Sections 1 and 2, Rule 4 of the 1997 Rules of Civil Procedure, as amended, provide:
"SECTION 1. Venue of real actions. Actions affecting title to or possession of real
property, or interest therein, shall be commenced and tried in the proper court which has
jurisdiction over the area wherein the real property involved, or a portion thereof, is
situated.
x x x.
SECTION 2. Venue of personal actions. All other actions may be commenced and tried
where the plaintiff or any of the principal plaintiffs resides, or where the defendant or any
of the principal defendants resides, or in the case of a non-resident defendant where he
may be found, at the election of the plaintiff." 5
Considering that respondents complaint, being one for specific performance, we agree with the
Court of Appeals that the venue is in the RTC of Quezon City since respondent (then plaintiff)
resides at No. 8 Cavite Street, West Avenue, Quezon City.

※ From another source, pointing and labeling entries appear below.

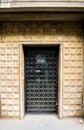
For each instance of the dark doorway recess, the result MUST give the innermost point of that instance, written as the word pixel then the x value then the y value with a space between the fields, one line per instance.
pixel 41 79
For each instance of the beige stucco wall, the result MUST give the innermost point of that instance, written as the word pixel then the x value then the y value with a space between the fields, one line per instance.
pixel 69 35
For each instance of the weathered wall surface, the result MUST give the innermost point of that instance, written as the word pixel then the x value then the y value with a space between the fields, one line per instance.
pixel 69 34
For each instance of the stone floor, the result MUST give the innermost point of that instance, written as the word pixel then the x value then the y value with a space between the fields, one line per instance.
pixel 42 122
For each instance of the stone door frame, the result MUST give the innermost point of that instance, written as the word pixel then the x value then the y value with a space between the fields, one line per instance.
pixel 60 75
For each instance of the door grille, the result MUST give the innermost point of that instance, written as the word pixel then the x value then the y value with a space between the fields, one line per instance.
pixel 41 79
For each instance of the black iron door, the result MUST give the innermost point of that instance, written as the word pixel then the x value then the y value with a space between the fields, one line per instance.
pixel 41 79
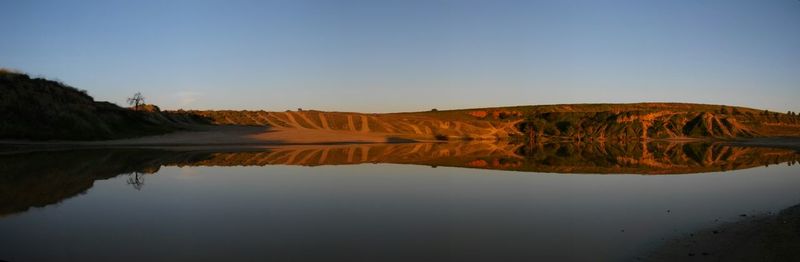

Petitioners further claim that the Appellate Court should not have sustained the trial courts
denial of petitioners motion for inhibition.
Suffice it to state that whether judges should inhibit themselves from a case rests on their own
"sound discretion." Otherwise stated, inhibition partakes of voluntariness on the part of the
judges themselves. This Court has to be shown acts or conduct of the judge clearly indicative of
arbitrariness or prejudice before the latter can be branded the stigma of being biased or partial. 6
In a catena of cases, we held that "bias and prejudice, to be considered valid reasons for the
voluntary inhibition of judges, must be proved with clear and convincing evidence. Bare
allegations of partiality and prejudgment will not suffice. These cannot be presumed, especially
if weighed against the sacred obligation of judges whose oaths of office require them to
administer justice without respect to person and to do equal right to the poor and the rich." 7
Here, petitioners merely alleged the arbitrary issuance of a temporary restraining order without
however showing bias or prejudice on the part of the trial judge. In fact, the Court of Appeals
held that "such error of the respondent judge does not necessarily warrant his inhibition in the
case."
WHEREFORE, the petition is DENIED. The assailed Decision dated March 20, 1997 and the
Resolution dated October 10, 1997 of the Court of Appeals in CA G.R. SP No. 40963 are hereby
AFFIRMED.
Costs against petitioners.
SO ORDERED.
Vitug, (Chairman), Corona, and Carpio-Morales, JJ., concur.

Footnotes
1

Annex "A", Petition, Rollo at 26-34.

Annex "B", id. at 46.

G.R. No. 118216, March 9, 2000, 327 SCRA 521, 528, citing Multinational Village
Homeowners Ass., Inc. vs. CA, 203 SCRA 104 (1991); Gochan vs. Young, 354 SCRA
207 (2001).
4

Intestate Estate of Alexander T. Ty vs. Court of Appeals, G.R. No. 112872, April 19,
2001, 356 SCRA 661, 666-667, citing Serdoncillo vs. Benolirano, 297 SCRA 448 (1998);
Tamano vs. Ortiz, 291 SCRA 584 (1998); and Citibank, N.A. vs. Court of Appeals, 299
SCRA 390 (1998).

While the complaint was filed on February 14, 1995, the 1997 Rules of Civil Procedure,
as amended, not the Revised Rules of Court, applies considering that remedial laws have
retroactive effect (Zulueta vs. Asia Brewery, Inc., G.R. No. 138137, March 8, 2001, 354
SCRA 100).
6

Extended Explanation of J. Panganiban in Estrada vs. Desierto, G.R. Nos. 146710-15,


March 2, 2001, 353 SCRA 452, 581, citing Gabol vs. Riodique, 65 SCRA 505 (1975).
7

Ibid. at 582-583, citing Go vs. CA, 221 SCRA 397 (1993); People vs. CA, 309 SCRA
705 (1999); and Soriano vs. Angeles, 339 SCRA (2000).